I've done distributed systems, and in fact I usually don't implement systems that are 100% correct under maximally-adverse conditions, for performance and convenience reasons. But it's important to know and acknowledge where and how the system is less than 100% bullet-proof, so that you can understand and recover from failures. When you have 1000 servers, some virtual in the cloud, some in a colocation facility, and maybe 10 or 20 subtle variants in hardware, you will get failures that should not happen but they do. For example, I've had an AWS host where the system time jumped backwards and forwards by 5 minutes every 30 seconds. And I've seen a tcp load-balancer appliance managed by a colo facility do amazingly wrong things.
The point is, you need to understand where the consistency scheme in a distributed system is "fudged", "mostly reliable", "as long as conditions aren't insane", and where they are really guaranteed (which is almost nowhere). Then you can appropriately arrange for "virtually impossible" errors/failures to be detected and contained. This ad-hoc logic you bring to the problem of distributed systems doesn't really help.
Not to "dogpile", but elucidate for others who may not know some of the history here: https://aphyr.com/posts/287-asynchronous-replication-with-fa... and the also interesting reply: http://antirez.com/news/56
About the ad-hoc logic, in this case I think the problem is actually that you want to accept only what already exists. For example there are important distributed systems papers where the assumption of absolute time bound error among processes is made, using GPS units. This is a much stronger system model (much more synchronous) compared to what I assume, yet this is regarded as acceptable. So you have to ask yourself if, regardless of the fact this idea is from me, if you think that a computer, using the monotonic clock API, can count relative time with a max percentage of error. Yes? Then it's a viable system model.
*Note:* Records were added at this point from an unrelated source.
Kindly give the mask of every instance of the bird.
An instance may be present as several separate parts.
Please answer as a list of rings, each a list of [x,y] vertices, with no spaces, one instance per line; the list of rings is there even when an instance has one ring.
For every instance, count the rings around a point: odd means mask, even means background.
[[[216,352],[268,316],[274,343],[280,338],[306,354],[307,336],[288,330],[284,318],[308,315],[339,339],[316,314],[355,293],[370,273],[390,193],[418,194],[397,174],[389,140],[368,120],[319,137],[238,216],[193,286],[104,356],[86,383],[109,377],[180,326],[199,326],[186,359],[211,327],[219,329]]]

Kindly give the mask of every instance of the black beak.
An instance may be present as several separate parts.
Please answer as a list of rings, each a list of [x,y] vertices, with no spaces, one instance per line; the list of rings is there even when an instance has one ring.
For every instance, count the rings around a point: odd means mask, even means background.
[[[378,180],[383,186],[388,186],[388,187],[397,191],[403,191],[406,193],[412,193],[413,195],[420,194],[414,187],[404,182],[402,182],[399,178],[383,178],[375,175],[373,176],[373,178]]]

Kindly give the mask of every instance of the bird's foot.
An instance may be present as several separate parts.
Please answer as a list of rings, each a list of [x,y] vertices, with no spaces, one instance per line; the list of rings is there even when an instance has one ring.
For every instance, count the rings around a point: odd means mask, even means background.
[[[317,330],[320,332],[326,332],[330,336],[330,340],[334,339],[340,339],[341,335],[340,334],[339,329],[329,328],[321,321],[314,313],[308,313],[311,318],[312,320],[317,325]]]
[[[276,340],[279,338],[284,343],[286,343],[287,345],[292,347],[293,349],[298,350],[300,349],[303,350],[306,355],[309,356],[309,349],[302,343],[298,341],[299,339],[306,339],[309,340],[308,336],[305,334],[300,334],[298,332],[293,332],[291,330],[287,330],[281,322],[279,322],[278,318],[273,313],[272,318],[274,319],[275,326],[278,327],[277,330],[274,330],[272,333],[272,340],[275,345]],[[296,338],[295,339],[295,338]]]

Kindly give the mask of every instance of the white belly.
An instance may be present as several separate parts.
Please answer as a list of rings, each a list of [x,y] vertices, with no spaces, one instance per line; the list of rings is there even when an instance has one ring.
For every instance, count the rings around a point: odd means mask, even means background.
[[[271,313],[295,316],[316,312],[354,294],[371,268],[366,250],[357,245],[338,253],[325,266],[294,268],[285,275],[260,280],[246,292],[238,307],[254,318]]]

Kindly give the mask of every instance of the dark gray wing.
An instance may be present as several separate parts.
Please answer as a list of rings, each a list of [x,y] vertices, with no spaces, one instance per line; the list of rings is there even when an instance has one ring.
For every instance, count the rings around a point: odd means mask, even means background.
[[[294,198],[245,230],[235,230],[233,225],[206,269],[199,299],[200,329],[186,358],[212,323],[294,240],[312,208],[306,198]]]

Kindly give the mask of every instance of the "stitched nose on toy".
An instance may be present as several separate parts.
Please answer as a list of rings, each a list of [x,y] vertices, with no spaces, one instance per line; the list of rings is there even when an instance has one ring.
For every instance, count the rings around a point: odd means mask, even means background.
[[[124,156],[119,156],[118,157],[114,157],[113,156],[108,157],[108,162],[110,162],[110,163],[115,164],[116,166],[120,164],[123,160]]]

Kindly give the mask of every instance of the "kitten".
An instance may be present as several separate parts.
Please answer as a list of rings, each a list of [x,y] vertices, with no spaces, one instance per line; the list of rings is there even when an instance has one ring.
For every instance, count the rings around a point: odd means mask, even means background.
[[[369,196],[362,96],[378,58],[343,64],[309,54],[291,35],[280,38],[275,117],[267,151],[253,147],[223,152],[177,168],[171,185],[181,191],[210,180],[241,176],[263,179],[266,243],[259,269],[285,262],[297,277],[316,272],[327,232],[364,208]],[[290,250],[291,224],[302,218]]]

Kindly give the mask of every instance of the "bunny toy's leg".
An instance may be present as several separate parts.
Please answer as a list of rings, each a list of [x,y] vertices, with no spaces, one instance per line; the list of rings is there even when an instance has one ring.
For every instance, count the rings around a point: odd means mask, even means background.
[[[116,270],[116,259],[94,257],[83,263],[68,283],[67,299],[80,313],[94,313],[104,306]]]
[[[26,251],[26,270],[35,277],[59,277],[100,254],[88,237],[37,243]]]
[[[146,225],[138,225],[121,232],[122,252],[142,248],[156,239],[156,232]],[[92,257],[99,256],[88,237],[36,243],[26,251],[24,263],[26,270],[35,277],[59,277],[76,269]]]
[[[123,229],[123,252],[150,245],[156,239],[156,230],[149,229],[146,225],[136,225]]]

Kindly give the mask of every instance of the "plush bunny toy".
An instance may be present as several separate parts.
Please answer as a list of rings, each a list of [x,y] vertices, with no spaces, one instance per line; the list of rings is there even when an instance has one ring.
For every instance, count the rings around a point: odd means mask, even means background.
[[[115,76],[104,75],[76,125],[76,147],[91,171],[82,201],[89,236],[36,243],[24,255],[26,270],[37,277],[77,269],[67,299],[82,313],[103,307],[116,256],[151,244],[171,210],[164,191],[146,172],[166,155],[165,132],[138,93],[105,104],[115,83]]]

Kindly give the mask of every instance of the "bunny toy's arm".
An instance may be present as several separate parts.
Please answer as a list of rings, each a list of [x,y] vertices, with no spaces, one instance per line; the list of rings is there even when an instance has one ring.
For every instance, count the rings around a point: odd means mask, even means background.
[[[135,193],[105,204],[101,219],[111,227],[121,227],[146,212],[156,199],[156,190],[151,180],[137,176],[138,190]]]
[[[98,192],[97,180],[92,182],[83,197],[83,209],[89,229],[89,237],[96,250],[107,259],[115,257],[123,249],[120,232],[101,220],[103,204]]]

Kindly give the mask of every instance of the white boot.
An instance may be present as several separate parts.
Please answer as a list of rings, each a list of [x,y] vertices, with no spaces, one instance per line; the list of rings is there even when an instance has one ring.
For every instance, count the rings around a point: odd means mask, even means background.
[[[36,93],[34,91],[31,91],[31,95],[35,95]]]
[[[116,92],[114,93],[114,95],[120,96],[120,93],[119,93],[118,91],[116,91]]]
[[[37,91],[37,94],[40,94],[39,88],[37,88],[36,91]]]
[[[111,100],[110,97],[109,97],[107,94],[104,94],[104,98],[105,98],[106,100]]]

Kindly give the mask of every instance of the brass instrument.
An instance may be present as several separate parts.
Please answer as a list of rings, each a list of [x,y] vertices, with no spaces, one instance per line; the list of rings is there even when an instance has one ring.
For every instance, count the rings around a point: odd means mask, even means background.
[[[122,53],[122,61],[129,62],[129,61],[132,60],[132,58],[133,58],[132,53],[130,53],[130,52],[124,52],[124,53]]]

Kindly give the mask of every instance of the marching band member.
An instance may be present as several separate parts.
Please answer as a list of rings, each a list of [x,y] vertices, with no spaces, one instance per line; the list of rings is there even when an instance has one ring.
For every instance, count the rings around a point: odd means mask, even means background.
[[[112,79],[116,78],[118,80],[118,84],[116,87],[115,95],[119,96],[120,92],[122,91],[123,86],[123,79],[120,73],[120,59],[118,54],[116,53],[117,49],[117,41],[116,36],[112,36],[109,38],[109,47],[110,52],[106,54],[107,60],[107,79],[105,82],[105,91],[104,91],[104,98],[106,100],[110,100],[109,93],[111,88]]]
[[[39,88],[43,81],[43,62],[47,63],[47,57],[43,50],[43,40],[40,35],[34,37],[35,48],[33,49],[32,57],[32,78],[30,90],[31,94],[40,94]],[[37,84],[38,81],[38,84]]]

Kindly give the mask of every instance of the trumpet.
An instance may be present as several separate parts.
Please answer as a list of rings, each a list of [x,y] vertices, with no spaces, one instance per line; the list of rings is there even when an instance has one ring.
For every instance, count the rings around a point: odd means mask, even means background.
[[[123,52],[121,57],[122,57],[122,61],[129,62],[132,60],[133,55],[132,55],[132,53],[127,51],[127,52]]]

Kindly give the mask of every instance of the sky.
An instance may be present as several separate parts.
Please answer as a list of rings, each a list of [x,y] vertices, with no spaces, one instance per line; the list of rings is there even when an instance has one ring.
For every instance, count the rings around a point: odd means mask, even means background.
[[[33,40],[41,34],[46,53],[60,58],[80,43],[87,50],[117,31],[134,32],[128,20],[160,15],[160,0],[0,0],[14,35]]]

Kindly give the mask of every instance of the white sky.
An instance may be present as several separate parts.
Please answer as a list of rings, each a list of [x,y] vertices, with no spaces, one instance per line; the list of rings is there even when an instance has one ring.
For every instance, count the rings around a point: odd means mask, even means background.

About you linking to Aphyr, Sentinel was never designed in order to make Redis strongly consistent nor to to make it able to retain writes, I always analyzed the system for what it is: a failover solution that, mixed with the asynchronous replication semantics of Redis, has certain failure modes, that are considered to be fine for the intended use case of Redis. That is, it has just a few best-effort checks in order to try to minimize the data loss, and it has ways to ensure that only one configuration wins, eventually (so that there are no permanent split brain conditions after partitions heal) and nothing more.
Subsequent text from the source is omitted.